E' la storia di Alessandro Bozzo, giornalista di razza, bravissimo. Calabrese. Lo incontriamo, tra le pagine del suo diario, sulla soglia dei quaranta anni. Vive sotto la minaccia della 'ndrangheta, ha una paga da fame, il suo editore gli fa la guerra, il troppo lavoro lo sta allontanando sempre più dalla famiglia. Ma Bozzo non è un giornalista "vip", per lui non ci sono né la scorta, né i ricchi gettoni della televisione. C'è l'amore per un mestiere che lo trascina sempre più a fondo. E non c'è lieto fine nella storia, vera, di Bozzo. Perchè dopo l'ennesima mortificazione, quando vede che tutta la sua vita, a quaranta anni, è in un vicolo senza uscita, e che fare bene il mestiere che ama fare lo porterà sempre più in fondo, lui si suicida.

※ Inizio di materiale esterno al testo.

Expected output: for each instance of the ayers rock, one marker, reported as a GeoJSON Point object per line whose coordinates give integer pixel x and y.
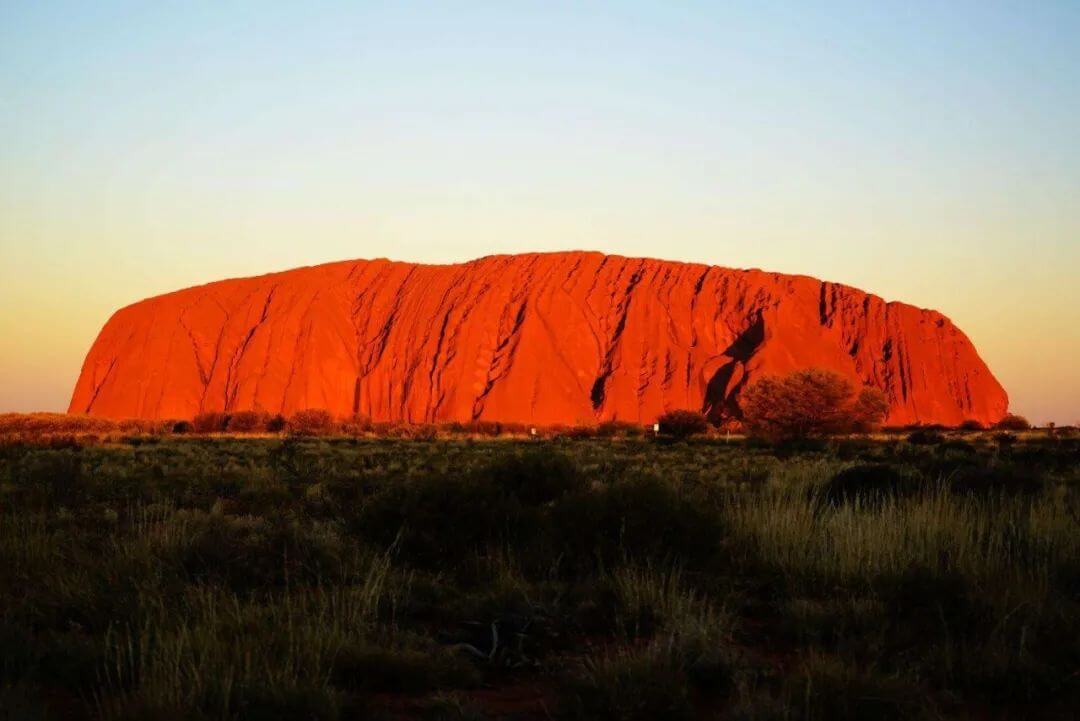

Non lo ricorda nessuno, Alessandro Bozzo, perché non era un eroe. E' stato sfortunato. L'avessero ammazzato, oggi ci sarebbero premi giornalistici a lui intitolati, Netflix avrebbe fatto una serie sulla sua vita, i suoi articoli sarebbero pubblicati in raccolte da distribuire nelle scuole. Ed invece gli hanno fatto uno sgarbo ancora peggiore: spingerlo al suicidio.
Lucio Luca, dando luce a questa opera, ci ricorda che Bozzo era qualcosa di più di un eroe. Era uno che ci credeva.